How can i get the following information on the Hadoop Cluster ?
1. namenode and jobtracker name
2. list of all nodes with their roles on the cluster
To get namenode info:
hdfs getconf -confKey fs.defaultFS
For jobtracker
hdfs getconf -confKey yarn.resourcemanager.address.rm2
I am using cloudera based cluster and also working on EMR.
In both the clusters I can find the information from the configuration dir.
To get the namenode information go into core-site.xml file and look for the fs.defaultFS as #daemon12 said
Here is the straight way to get it.
For namenode information use the below command
cat /etc/hadoop/conf/core-site.xml | grep '8020'
Here is the result
<value>hdfs://10.872.22.1:8020</value>
The values inside the value tag is the name node information.

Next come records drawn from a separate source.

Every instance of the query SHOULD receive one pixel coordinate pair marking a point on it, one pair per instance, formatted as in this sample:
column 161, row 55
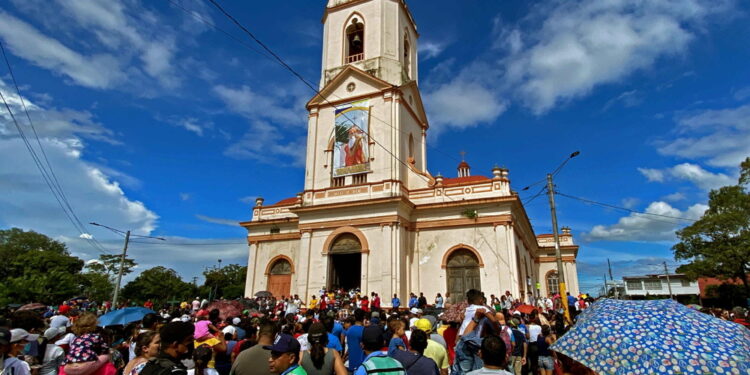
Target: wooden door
column 462, row 274
column 280, row 285
column 280, row 278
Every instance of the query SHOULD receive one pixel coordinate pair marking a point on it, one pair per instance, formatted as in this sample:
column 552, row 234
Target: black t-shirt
column 520, row 339
column 416, row 364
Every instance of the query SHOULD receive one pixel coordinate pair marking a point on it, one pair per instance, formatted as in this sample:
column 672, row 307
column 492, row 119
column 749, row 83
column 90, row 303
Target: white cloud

Similarly to get the jobtracker information do the below
cat /etc/hadoop/conf/yarn-site.xml | grep '8032'
Here is the result
<value>10.872.12.32:8032</value>
Again the jobtracker value is inside the value tag.
Generally the NN and JT information is used to run the Oozie jobs and this method will help you for that purpose.

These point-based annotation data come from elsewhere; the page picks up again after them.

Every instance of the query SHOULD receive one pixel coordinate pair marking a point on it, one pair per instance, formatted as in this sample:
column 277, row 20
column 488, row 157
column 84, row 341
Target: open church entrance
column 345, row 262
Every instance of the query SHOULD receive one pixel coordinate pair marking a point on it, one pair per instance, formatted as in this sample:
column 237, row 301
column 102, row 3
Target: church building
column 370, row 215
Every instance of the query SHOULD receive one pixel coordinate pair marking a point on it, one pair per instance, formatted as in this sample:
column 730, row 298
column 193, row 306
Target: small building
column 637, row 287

DISCLAIMER: I am grepping the result of cat based on the namenode and jobtracker port number which is 8020 and 8032 respectively. This is widely known ports for NN and JT in Hadoop. If your organization uses a different one, please use that to get more appropriate result.
Along with the command-line way of getting information, you can get the similar information in the browser also:
http://<namenode>:50070 (For in general hadoop informtion)
http://<namenode>:50030 (For JobTracker related information)
These are default ports. You can check here for more information.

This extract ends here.